Wilson Asset Management’s active listed investment company (LIC), WAM Active, has reported an exceptional 2026 financial year, delivering an impressive 75.5 per cent return on its investment portfolio. This significantly outperformed the S&P/ASX All Ordinaries Accumulation Index by nearly 70 per cent, marking the fund’s best performance since its 2008 launch. WAM Active aims for long-term capital growth through undervalued growth companies. The record result stemmed from portfolio manager Shaun Weick’s crucial February decision to rapidly increase cash holdings. This was prompted by concerns over agentic artificial intelligence disrupting software businesses and geopolitical tensions, particularly the US attack on Iran, threatening gold exposure.
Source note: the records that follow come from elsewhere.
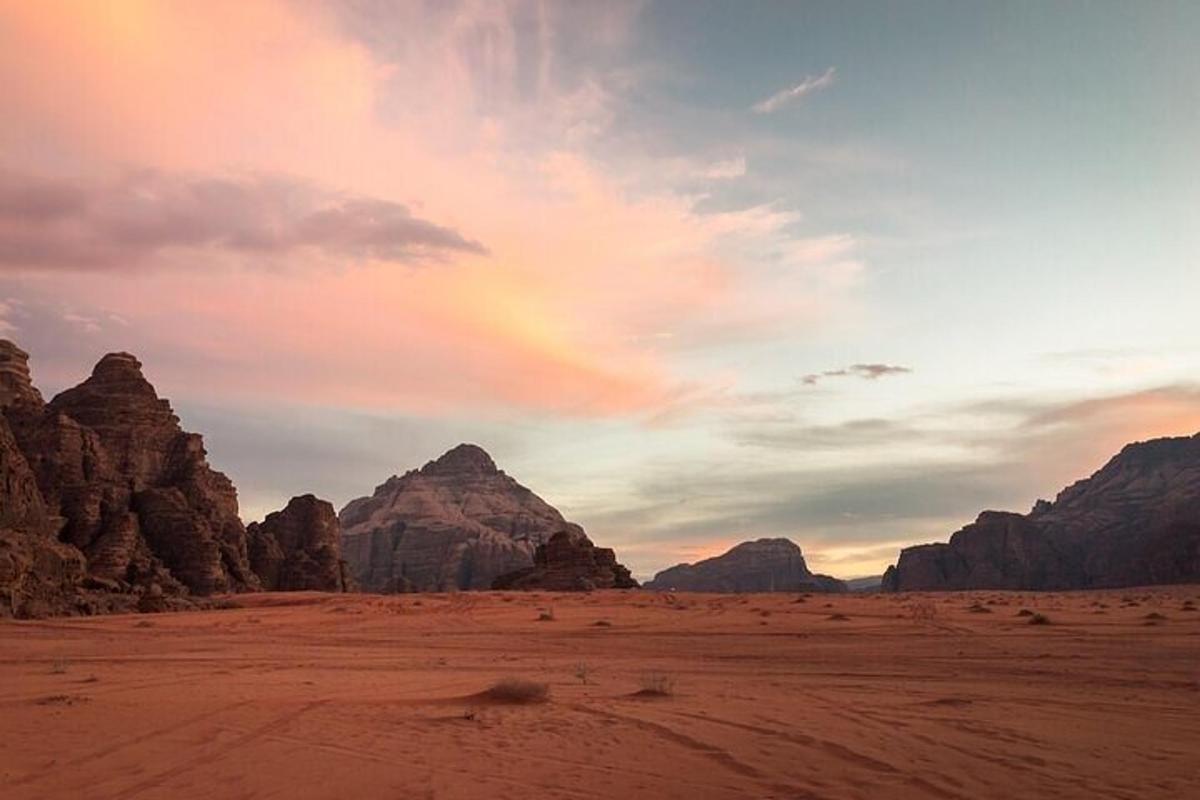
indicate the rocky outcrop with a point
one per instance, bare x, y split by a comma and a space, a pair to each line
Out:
16, 386
569, 563
761, 565
1135, 522
456, 523
129, 504
299, 548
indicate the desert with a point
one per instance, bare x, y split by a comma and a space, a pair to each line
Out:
649, 695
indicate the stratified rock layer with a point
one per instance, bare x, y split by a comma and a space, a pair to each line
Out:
761, 565
298, 548
129, 505
1135, 522
569, 563
456, 523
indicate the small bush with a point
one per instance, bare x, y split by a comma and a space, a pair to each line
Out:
519, 691
582, 672
658, 684
923, 611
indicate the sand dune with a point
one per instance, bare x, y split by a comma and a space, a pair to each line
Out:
327, 696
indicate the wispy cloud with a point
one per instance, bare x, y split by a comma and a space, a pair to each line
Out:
864, 371
53, 223
786, 96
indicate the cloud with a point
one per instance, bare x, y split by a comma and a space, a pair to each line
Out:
786, 96
71, 224
906, 480
864, 371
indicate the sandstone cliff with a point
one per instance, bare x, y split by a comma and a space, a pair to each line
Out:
761, 565
456, 523
1134, 522
569, 563
108, 504
299, 548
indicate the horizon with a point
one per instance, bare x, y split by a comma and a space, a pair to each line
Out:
694, 274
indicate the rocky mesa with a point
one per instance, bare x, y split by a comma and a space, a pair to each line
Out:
462, 523
1135, 522
760, 565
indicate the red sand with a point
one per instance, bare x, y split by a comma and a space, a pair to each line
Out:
325, 696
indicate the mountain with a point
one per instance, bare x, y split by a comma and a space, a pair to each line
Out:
456, 523
109, 504
299, 548
1135, 522
568, 563
761, 565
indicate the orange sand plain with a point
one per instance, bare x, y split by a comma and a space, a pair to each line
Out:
361, 697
Weick built a 35 per cent cash pile to assess energy price spikes from Iran’s closure of the Strait of Hormuz. He observed that modern markets feature sharp sell-offs followed by swift rebounds. Once stability became clear, the cash was aggressively redeployed, shrinking the pile to just 5 per cent within days, primarily into companies positioned for the burgeoning AI boom. A significant contributor was its 4 per cent position in Firmus Technologies, an AI data centre developer. Weick anticipates a substantial valuation increase for Firmus ahead of its anticipated initial public offering, viewing this as indicative of a healthier Australian IPO market.
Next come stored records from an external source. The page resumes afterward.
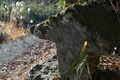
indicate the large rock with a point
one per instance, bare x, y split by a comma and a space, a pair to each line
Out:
77, 24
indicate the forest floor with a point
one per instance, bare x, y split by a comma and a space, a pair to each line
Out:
18, 66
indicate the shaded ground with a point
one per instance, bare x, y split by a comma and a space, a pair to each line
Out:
19, 56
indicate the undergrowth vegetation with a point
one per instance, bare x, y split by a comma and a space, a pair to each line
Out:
15, 17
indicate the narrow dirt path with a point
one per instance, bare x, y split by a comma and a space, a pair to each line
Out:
20, 55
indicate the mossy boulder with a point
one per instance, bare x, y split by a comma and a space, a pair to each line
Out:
77, 24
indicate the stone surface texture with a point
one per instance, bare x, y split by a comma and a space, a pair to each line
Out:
76, 24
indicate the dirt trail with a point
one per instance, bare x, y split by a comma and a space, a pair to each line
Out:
17, 47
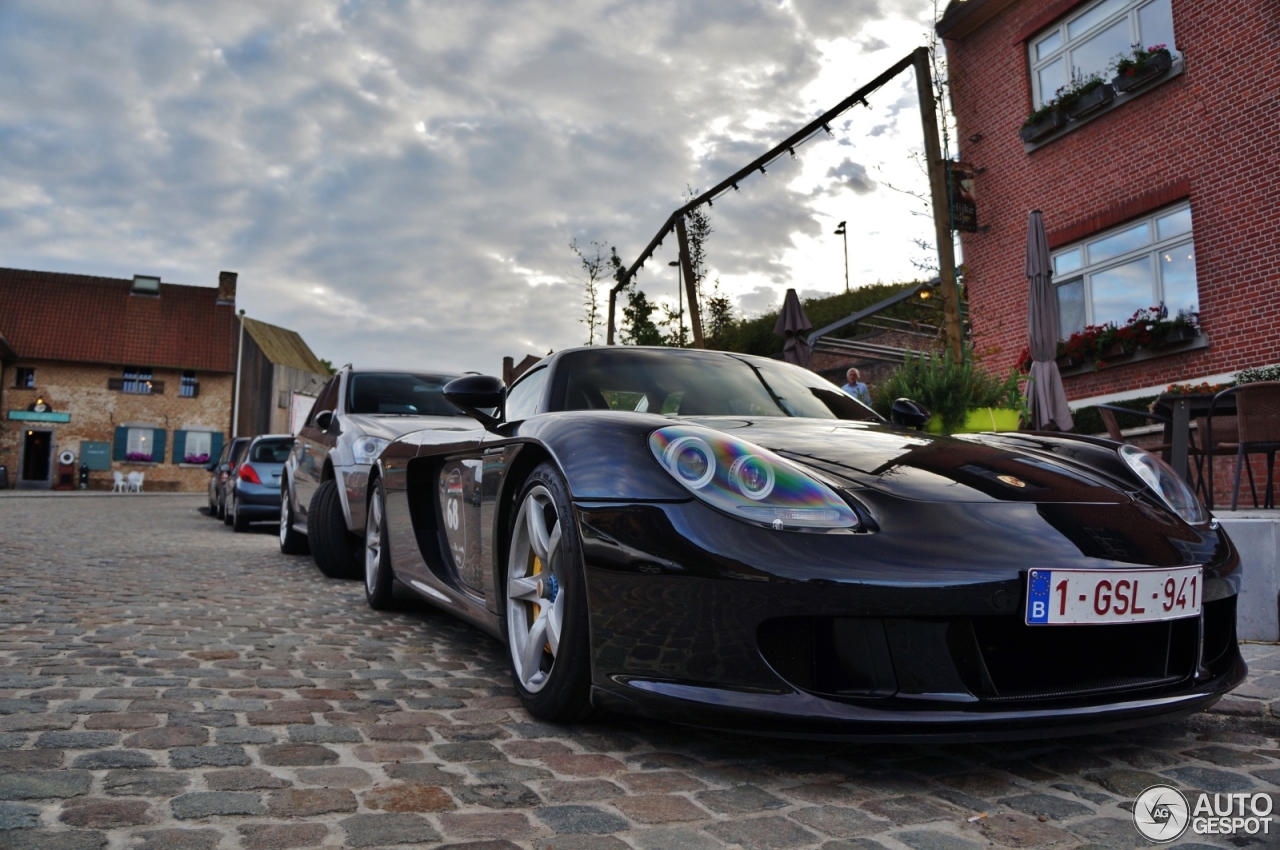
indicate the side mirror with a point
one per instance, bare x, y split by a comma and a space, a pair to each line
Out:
909, 414
474, 394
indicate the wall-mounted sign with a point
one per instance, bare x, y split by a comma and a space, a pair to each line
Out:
964, 209
37, 416
96, 455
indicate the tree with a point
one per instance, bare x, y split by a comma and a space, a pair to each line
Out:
718, 319
595, 268
698, 227
638, 324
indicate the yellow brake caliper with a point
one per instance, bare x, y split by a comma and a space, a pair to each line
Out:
538, 608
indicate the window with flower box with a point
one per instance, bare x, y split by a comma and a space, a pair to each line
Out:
196, 444
1141, 264
1091, 40
138, 443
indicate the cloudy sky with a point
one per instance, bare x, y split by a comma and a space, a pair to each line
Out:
400, 181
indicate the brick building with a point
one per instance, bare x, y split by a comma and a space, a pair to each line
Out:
1162, 195
128, 375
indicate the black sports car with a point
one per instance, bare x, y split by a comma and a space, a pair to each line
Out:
732, 542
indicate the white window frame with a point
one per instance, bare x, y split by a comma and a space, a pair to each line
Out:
137, 379
1065, 48
141, 441
1153, 248
204, 439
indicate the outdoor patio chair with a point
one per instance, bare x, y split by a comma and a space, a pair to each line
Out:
1257, 417
1109, 417
1225, 435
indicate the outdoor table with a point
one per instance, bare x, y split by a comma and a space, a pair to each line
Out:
1182, 408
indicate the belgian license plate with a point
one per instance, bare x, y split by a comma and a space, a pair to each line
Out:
1086, 597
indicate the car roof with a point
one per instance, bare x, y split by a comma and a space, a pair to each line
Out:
401, 370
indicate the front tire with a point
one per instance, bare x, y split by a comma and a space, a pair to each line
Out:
379, 574
547, 622
332, 544
292, 542
240, 522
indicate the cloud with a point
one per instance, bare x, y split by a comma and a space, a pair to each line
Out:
853, 176
400, 182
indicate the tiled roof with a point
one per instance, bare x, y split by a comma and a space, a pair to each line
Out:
283, 347
46, 315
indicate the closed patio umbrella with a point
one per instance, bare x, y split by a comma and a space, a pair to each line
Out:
792, 325
1045, 393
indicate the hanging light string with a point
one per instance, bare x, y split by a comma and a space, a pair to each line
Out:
807, 133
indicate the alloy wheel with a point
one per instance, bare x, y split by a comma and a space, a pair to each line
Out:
535, 606
286, 516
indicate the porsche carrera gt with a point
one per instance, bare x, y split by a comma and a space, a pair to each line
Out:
732, 542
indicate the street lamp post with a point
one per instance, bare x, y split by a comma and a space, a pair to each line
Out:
842, 232
680, 301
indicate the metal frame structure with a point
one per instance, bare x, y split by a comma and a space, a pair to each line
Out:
917, 59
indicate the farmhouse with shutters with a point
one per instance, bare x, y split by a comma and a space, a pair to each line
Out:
124, 375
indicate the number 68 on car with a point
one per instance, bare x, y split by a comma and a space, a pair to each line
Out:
1082, 597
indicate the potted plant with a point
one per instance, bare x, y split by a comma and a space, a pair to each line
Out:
1142, 64
961, 396
1042, 122
1084, 95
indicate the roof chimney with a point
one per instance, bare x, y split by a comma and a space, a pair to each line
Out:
227, 287
145, 284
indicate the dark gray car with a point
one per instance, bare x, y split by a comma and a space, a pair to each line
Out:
220, 469
324, 485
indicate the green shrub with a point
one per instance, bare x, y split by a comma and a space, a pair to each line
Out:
1255, 374
950, 389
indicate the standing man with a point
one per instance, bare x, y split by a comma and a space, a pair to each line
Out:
856, 388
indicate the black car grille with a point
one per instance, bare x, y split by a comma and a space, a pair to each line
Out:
1001, 658
997, 659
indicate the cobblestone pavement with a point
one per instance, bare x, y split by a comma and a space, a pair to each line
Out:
167, 684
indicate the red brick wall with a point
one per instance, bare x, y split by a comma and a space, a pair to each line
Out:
1210, 132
Beyond Firmus, WAM Active diversified its portfolio across the global AI supply chain. Investments included rare earth companies like Lindian Resources and Viridis Mining, and exposure to rebounding lithium markets via Core Lithium and Liontown Resources, and copper assets. The fund also targeted digital infrastructure enablers and healthcare companies leveraging AI, such as Artrya and EchoIQ. This strong outperformance allowed WAM Active to declare a fully franked total dividend of 9.4 cents per share for FY26, including a special dividend of 2 cents. The LIC traded at a 9.5 per cent discount to its net tangible assets as of June 30.